Ahh...the good old days...when the biggest thing on me were my boobs...(which proved to be my downfall.) I took ballet for YEARS--four times a week--a class for technique, a class for pointe, a class for performance, a class for bar. But, as those nice "b"s turned into those nice "c"s (,mind you I haven't left grade school yet) the instructors comments were always the same..."well, you are certainly... DEVELOPING." After three years of weigh-ins (for my boobs) it just got to be a little much. So i moved on in my life...look out Paula Abdul...I can do any kind of jazz dance known to mankind. I even have a college freshman "final exam" for a jazz class ON TAPE.! (I love to play it now, because it proves that I really was 5 foot 8 inches and weighed 115 pounds!!)
Any time you want a dance partner...let me know! You provide the skirt, and I will provide the classic pink leg-warmers!!

Carly said...

Okay, I seriously want to come.
A) for the skirt
B) for another glimpse at Sam (who was my teacher when I was little and who I have vivid memoris of)
C) to get my fat arse in shape.
Seriously. I am coming. Where do I sign up?

Carly said...

DANG! I just realized that I AM busy on Wednesday nights until 8. DANG DANG.

Carrie Ann said...

You're in luck...class doesn't start until 8.30...thought you'd get out of it huh? I'll ask tonight if people can join mid-session (we've only had two classes)...

Suzie Petunia said...

Not to be a dance snob or anything, but you're dancing on PLYWOOD? I didn't realize how good we had it growing up. But, I still have dreams (that border on "nightmares") about Mimi Connell (our old chain-smoking ballet teacher). I have gotten to the point in these dreams where I am old enough that she doesn't actually have any expectations for me, so I don't feel so self-conscious about dancing for her. But, still...why do I dream about things like that? I wish I could dance with you again.
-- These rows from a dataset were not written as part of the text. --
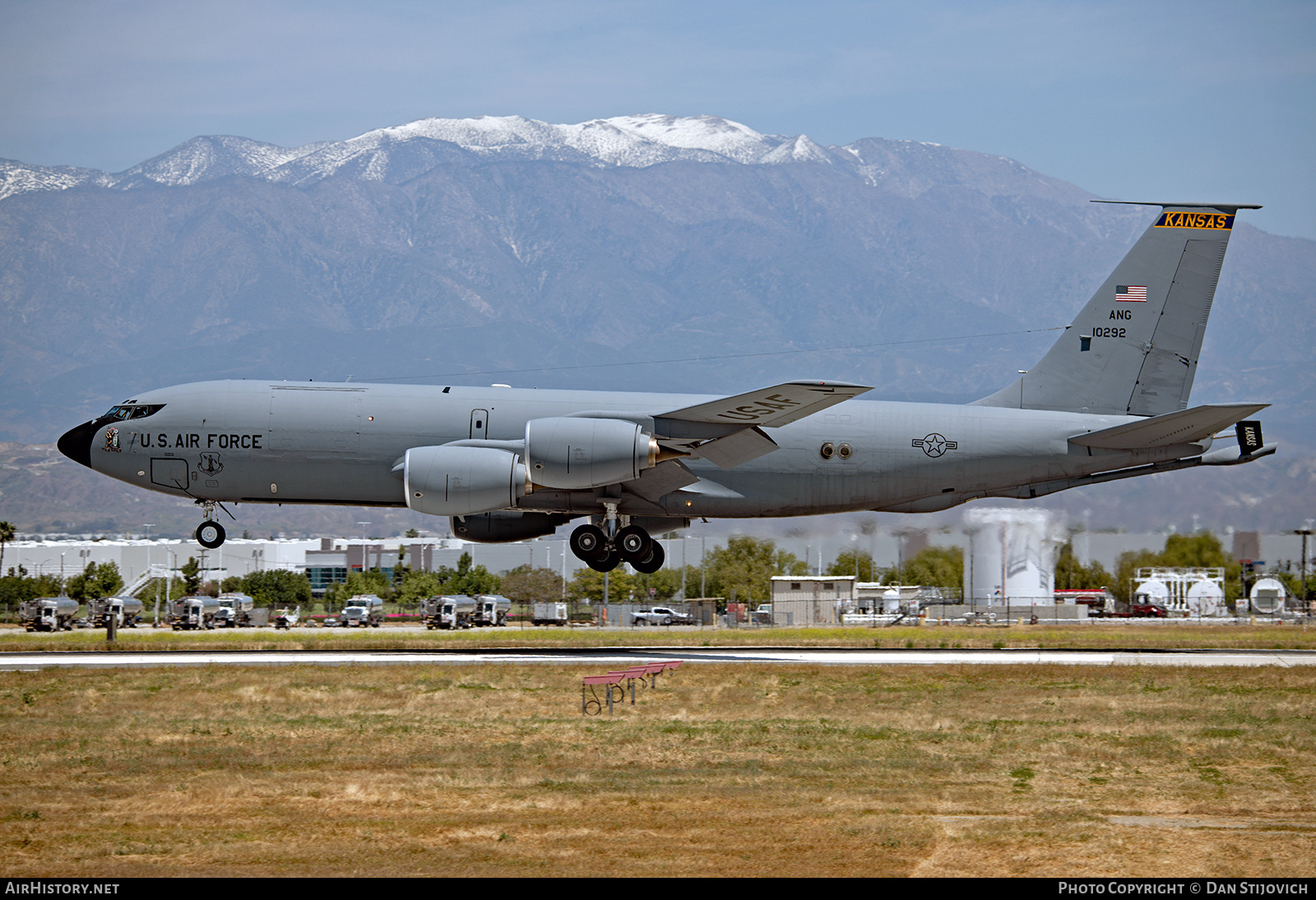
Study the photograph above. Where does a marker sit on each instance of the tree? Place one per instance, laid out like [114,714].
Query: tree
[743,570]
[416,587]
[1072,575]
[98,581]
[940,568]
[844,564]
[528,584]
[7,535]
[467,579]
[587,587]
[1201,550]
[373,582]
[278,587]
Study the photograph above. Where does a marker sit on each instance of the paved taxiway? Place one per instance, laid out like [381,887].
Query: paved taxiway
[623,656]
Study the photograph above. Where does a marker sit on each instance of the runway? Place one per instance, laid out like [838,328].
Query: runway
[622,656]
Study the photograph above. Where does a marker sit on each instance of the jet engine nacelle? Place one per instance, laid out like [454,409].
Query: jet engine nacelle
[572,452]
[462,480]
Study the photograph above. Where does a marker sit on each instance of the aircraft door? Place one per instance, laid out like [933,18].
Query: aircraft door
[480,424]
[169,472]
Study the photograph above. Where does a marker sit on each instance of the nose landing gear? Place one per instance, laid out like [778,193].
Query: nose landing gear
[210,533]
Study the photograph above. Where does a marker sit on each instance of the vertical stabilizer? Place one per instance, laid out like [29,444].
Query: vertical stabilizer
[1133,349]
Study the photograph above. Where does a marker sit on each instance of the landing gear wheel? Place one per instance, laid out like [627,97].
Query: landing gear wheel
[633,542]
[605,562]
[587,542]
[653,564]
[210,535]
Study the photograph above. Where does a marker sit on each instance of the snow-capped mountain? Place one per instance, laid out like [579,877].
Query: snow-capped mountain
[566,256]
[401,151]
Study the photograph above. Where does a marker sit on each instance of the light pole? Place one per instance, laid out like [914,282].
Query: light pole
[364,525]
[1306,531]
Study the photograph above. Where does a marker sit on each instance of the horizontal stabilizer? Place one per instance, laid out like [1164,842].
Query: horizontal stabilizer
[772,407]
[1184,427]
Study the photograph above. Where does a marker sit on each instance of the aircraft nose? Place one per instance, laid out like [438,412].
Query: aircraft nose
[76,443]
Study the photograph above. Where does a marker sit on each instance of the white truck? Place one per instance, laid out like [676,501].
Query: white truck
[451,610]
[192,614]
[491,610]
[660,616]
[549,614]
[48,614]
[362,610]
[125,612]
[234,610]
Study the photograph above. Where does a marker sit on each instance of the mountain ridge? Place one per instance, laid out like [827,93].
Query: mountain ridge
[928,271]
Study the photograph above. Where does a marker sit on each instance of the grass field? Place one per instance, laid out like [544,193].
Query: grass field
[1074,636]
[721,770]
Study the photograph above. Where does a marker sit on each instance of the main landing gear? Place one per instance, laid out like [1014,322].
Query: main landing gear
[631,544]
[210,533]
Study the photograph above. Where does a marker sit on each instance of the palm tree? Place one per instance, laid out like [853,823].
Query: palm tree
[7,535]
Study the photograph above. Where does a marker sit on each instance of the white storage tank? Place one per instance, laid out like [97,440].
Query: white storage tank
[1267,596]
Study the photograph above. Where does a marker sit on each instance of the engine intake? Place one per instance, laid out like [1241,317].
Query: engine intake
[445,480]
[572,452]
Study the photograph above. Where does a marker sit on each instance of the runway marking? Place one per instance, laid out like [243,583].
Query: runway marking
[822,656]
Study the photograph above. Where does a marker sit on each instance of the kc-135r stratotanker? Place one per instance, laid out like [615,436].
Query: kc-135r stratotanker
[1110,401]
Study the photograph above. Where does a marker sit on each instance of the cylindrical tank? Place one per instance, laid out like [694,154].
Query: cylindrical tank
[1012,559]
[1206,597]
[1267,596]
[1153,591]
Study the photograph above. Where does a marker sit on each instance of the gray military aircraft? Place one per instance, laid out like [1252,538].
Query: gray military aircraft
[1110,401]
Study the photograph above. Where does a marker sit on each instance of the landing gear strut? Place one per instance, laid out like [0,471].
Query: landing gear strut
[632,544]
[210,533]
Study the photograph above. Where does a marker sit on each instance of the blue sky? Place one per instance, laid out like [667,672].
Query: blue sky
[1171,100]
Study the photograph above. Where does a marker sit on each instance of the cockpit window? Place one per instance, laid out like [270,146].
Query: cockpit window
[135,411]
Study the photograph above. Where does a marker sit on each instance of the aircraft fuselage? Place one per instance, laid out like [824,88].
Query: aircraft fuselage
[337,443]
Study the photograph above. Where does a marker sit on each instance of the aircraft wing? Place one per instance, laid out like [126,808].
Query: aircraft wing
[728,432]
[1184,427]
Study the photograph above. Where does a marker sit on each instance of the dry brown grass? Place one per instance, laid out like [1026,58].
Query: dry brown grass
[723,770]
[1105,636]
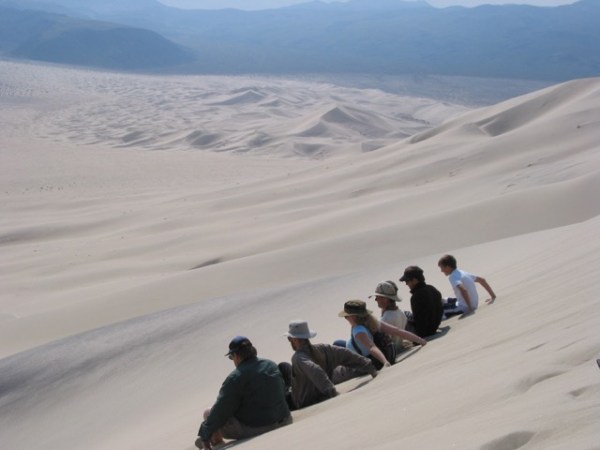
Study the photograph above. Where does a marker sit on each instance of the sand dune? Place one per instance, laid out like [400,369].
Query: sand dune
[130,258]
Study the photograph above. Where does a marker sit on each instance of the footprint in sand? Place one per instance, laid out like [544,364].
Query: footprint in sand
[511,441]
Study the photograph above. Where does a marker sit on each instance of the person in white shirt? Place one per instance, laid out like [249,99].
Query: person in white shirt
[463,285]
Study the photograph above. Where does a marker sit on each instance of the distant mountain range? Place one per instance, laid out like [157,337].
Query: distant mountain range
[359,36]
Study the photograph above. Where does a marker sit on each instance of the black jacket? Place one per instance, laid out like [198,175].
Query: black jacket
[427,309]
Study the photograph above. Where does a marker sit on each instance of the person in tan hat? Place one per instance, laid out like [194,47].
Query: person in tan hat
[363,329]
[317,368]
[386,296]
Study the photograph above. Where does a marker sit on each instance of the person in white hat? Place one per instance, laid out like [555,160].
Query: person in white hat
[386,296]
[317,368]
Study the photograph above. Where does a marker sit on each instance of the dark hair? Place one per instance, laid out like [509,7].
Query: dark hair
[246,351]
[448,261]
[413,272]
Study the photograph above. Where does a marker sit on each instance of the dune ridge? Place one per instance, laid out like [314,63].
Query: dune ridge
[130,259]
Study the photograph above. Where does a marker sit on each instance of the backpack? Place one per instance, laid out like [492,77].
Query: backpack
[384,343]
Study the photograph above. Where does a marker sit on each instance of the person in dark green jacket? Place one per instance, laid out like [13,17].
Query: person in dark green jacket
[251,400]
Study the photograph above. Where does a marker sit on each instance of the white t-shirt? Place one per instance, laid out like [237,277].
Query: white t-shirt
[460,277]
[397,318]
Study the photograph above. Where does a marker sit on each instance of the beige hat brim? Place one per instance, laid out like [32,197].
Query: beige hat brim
[345,314]
[391,297]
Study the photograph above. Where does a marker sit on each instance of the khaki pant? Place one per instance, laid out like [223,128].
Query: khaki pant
[234,429]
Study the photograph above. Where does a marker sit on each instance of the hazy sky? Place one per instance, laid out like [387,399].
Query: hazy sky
[264,4]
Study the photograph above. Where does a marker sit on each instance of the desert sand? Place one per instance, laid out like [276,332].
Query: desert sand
[146,220]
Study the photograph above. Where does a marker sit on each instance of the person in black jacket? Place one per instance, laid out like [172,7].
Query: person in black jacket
[425,303]
[251,400]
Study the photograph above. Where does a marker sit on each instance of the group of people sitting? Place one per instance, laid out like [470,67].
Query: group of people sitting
[258,395]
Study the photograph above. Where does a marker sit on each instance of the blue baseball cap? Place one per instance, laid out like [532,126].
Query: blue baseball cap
[237,343]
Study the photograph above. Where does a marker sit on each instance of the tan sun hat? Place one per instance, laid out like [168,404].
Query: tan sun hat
[355,308]
[299,329]
[387,289]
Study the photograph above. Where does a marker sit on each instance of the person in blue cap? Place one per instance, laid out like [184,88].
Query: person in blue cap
[251,400]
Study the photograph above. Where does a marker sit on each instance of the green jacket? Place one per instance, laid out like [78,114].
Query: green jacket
[254,393]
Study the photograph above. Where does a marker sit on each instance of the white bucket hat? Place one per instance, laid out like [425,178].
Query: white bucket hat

Take your nifty anti-bacterial wipes and clean off the barre...

mo said...

Ahh, it takes me back to the days when I took ballet lessons from a lady with a long ponytail named "Cookie" and we met in her madeover garage studio in Woods Cross, Utah....except her floor was tile and I don't remember if the barre was clean or not. I didn't think about that at age 8. Personally, if your instructor continues with the obnoxious stories, I think a little eye-rolling might be appropriate. Will you make me a skirt like yours?

Suzie Petunia said...

Carrie,
Email me the email address you use. Please. :)

Suzie Petunia said...

And Todd's. Pretty please. :)

Marcy Dibbleblotts said...

and email me your email address too-- so we can discuss our lunchy poo, etc plans. my email is on my profile page.

Sarah Marinara said...

If I was anywhere near Utah County I would SO be there with you on Wedneday nights... and it would be VERY diffifult for me to not roll my eyes and be cheeky... as a matter of fact, I know I would do so. But, dang! Wouldn't that be fun???